Nine months after his campaign released a policy paper that gave voters a loose idea of what tax reform and trade would look like under a Trump administration, the Republican presidential nominee offered a cornucopia of details during a speech at the Detroit Economic Club. Much of what Trump told voters in the once-iconic industrial city marked a change from what he had previously proposed.

He promised to lessen the tax burden on American families and challenge regulations that have constrained job production and devastated major industries. "The Obama-Clinton agenda of tax, spend and regulate has created a silent nation of jobless Americans," Trump said, proceeding to outline an economic agenda that he claimed will stimulate recovery and growth beyond that of his opponent's.

American families should be able to deduct child care costs from their annual income, Trump told a mixture of steadfast supporters and protesters who repeatedly interrupted his speech. American workers "should not be taxed again at death," he said.

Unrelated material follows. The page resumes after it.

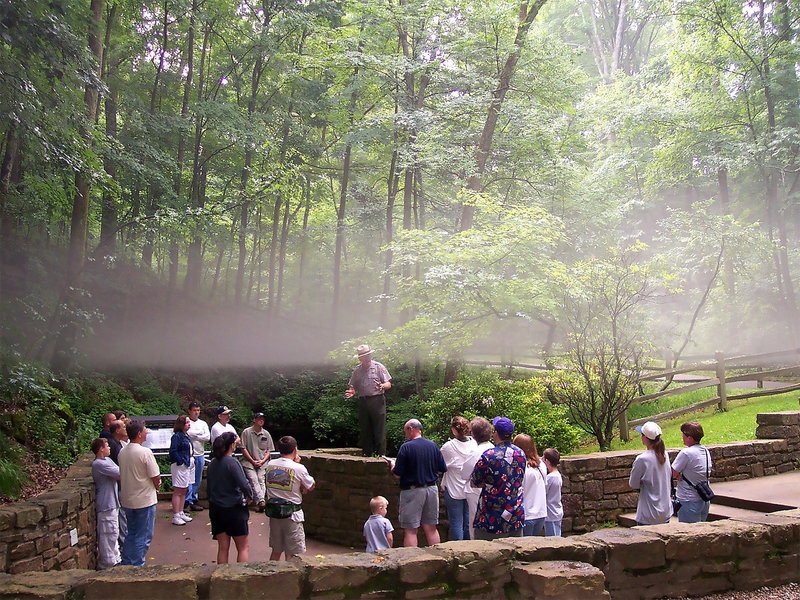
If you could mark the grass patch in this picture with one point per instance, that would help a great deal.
(737, 424)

Trump, who recently slammed the Environmental Protection Agency in a separate speech about energy policy, vowed to eliminate regulations from all federal agencies that hurt business owners, workers, markets and industries.

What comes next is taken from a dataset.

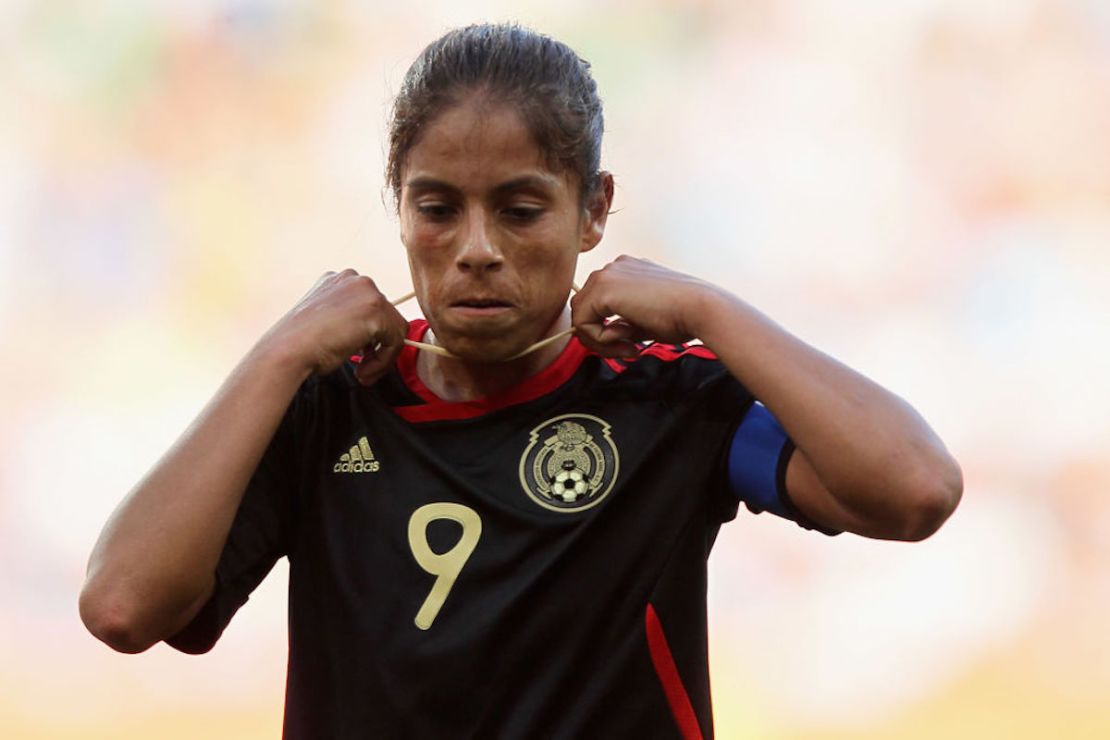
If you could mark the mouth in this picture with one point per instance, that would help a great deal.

"I will ask each and every federal agency to prepare a list of all of the regulations they impose on Americans which are not necessary, do not improve public safety, and which needlessly kill jobs. Those regulations will be eliminated," he said matter-of-factly.

Trump appeared to adjust his previous proposal to afford individuals earning less than $25,000 annually and couples making less than $50,000 a federal income tax rate of 0 percent and create four tax brackets: 25, 20, 10 and 0 percent. Instead, he said he would use "the same brackets [House Republicans] have proposed: 12, 25 and 33 percent."

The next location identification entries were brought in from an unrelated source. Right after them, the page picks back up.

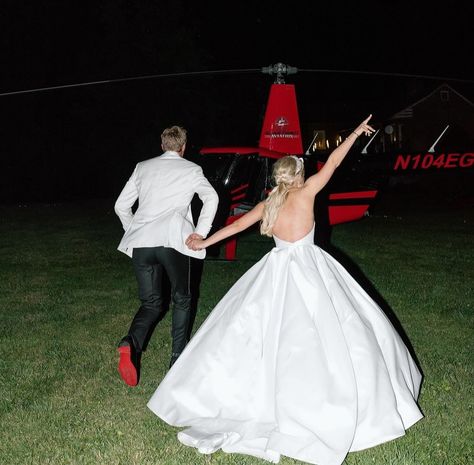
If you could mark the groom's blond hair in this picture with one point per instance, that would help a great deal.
(173, 138)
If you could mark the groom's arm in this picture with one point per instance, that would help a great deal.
(210, 201)
(126, 199)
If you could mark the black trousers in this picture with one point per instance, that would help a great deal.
(149, 264)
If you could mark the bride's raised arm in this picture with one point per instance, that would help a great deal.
(316, 182)
(237, 226)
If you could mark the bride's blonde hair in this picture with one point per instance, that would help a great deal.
(287, 171)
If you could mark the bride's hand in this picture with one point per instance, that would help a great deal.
(364, 128)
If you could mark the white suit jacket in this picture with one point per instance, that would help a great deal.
(164, 187)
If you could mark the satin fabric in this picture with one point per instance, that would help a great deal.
(295, 360)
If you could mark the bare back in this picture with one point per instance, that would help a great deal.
(296, 216)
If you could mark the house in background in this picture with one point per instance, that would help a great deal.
(444, 118)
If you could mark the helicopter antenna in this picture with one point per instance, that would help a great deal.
(279, 69)
(432, 148)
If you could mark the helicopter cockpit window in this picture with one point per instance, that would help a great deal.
(240, 171)
(215, 167)
(320, 142)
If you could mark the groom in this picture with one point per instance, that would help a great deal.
(155, 240)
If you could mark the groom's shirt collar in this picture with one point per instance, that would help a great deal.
(172, 154)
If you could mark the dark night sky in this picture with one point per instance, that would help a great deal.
(55, 141)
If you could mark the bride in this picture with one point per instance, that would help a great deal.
(296, 359)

The billionaire's hour-long speech was seen by many as a Hail Mary effort to save a campaign that has been marred by controversy and sagging poll numbers. A new Monmouth University poll released while Trump delivered his remarks showed the candidate trailing Hillary Clinton by 13 percentage points among likely general-election voters.

"The city of Detroit is the living, breathing example of my opponent's failed economic agenda," Trump told the crowd within seconds of taking the stage in Detroit. "Every policy she has tilts the playing field towards other countries at our expense."

Clinton herself had forcefully pushed back against Trump's economic proposals in a series of tweets early Monday morning before he arrived in the Great Lake State.


But Trump slammed his Democratic opponent as a candidate of the past who can be trusted only to enforce what has become the "status quo."

"The other party has reached backwards into the past to choose a nominee from yesterday — who offers only the rhetoric of yesterday, and the policies of yesterday," he told the audience. "The reforms I have outlined today are only the beginning. When we reform our tax, trade, and regulatory policies we will open a new chapter that in American prosperity that is so desperately needed.